Stress is more common than you think

Wednesday, November 4, 2020

The Mental Health Foundation states that in the past year, 74% of people have felt so overwhelmed by their stress that they were unable to function at their full potential. Many things can cause stress, but it is important to know and utilize effective methods to cope with stress, no matter its cause.

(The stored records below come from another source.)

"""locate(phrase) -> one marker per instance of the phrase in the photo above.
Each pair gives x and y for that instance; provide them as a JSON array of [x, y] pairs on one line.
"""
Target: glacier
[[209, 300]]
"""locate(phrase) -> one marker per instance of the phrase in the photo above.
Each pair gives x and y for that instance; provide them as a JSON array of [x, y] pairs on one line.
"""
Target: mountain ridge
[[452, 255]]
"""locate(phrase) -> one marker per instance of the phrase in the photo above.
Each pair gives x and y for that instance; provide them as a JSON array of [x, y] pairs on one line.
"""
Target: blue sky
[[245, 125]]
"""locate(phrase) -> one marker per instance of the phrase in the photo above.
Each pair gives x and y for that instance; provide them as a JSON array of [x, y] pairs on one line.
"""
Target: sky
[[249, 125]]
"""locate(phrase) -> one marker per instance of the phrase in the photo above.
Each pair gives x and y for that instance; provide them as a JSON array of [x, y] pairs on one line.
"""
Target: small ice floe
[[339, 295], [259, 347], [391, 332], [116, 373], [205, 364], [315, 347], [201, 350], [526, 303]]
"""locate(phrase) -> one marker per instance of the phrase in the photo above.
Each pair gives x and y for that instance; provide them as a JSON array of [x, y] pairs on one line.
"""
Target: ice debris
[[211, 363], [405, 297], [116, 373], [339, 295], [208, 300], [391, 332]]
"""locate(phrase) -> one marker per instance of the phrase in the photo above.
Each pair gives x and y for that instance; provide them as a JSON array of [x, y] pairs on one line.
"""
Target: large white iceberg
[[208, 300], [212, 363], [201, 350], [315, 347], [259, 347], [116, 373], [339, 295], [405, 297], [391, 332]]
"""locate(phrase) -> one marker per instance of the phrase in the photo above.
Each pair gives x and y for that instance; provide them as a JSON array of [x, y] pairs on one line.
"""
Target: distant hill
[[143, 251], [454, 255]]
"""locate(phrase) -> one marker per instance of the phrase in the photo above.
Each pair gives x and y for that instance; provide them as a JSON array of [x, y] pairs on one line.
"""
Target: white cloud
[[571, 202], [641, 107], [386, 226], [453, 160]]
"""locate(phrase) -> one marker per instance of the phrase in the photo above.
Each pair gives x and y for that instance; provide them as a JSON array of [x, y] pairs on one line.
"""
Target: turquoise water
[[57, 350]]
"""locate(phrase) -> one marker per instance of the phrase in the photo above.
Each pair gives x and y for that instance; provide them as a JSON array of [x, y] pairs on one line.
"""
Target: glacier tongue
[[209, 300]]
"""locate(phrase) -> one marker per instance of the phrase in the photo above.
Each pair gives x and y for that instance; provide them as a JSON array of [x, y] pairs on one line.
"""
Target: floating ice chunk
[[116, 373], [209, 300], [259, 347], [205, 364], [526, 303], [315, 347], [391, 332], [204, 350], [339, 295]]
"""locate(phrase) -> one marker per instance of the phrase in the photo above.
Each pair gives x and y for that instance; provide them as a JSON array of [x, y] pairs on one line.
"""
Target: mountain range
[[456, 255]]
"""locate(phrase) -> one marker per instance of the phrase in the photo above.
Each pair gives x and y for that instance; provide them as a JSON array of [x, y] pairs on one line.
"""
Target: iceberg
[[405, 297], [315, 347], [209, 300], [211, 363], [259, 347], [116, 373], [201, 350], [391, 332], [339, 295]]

Stock image of mother and daughter on a couch

Simple Ways to Reduce Stress:

1. Exercise

Moving your body releases stress and it helps you build a tolerance against it. It reduces your body’s stress hormones, such as adrenaline & cortisol while stimulating the body’s production of endorphins (A.K.A. “feel good chemicals”). Exercise does not have to be complicated to reap the stress-relieving benefits. Simply going on a walk or jog can work wonders for your mental health!

2. Aromatherapy

Aromatherapy is the use of scents to treat your mood. Common aromatherapy methods are lighting a candle or using essential oils. We use associative learning to connect certain scents to positive moods, some of which include lavender, rose, bergamot, eucalyptus, orange, and more. By using more of these scents regularly, you can promote a calmer, less stressful environment.

3. Reduce Caffeine Intake

Caffeine is a common stimulant in coffee, tea, and chocolate. While it has some benefits, caffeine tends to make some people jittery. If you feel anxious after eating or drinking something with caffeine in it, consider reducing your intake level in order to reduce stress.

3. Write It Down

There are two approaches to writing things down to reduce stress. One is to write down the things, people, or situations that have caused anxious feelings. This releases the weight off your back by getting it on paper and becoming aware of stress triggers. Another way is to replace stressful feelings with gratitude by jotting down what you are thankful for. Focusing on the positive things in your life is proven to promote happier feelings rather than sad ones. Your brain cannot experience opposing emotions simultaneously.

4. Deep Breathing

Deep breathing exercises have been proven to greatly reduce stress, and the beauty is that you can practice this anywhere, anytime! Try following this method: Take in a deep breath while slowly counting to five, hold the breath for three counts, then exhale while slowly counting to seven. Repeat as necessary. This deep breathing exercise will slow your heart rate, allowing you to feel more at peace.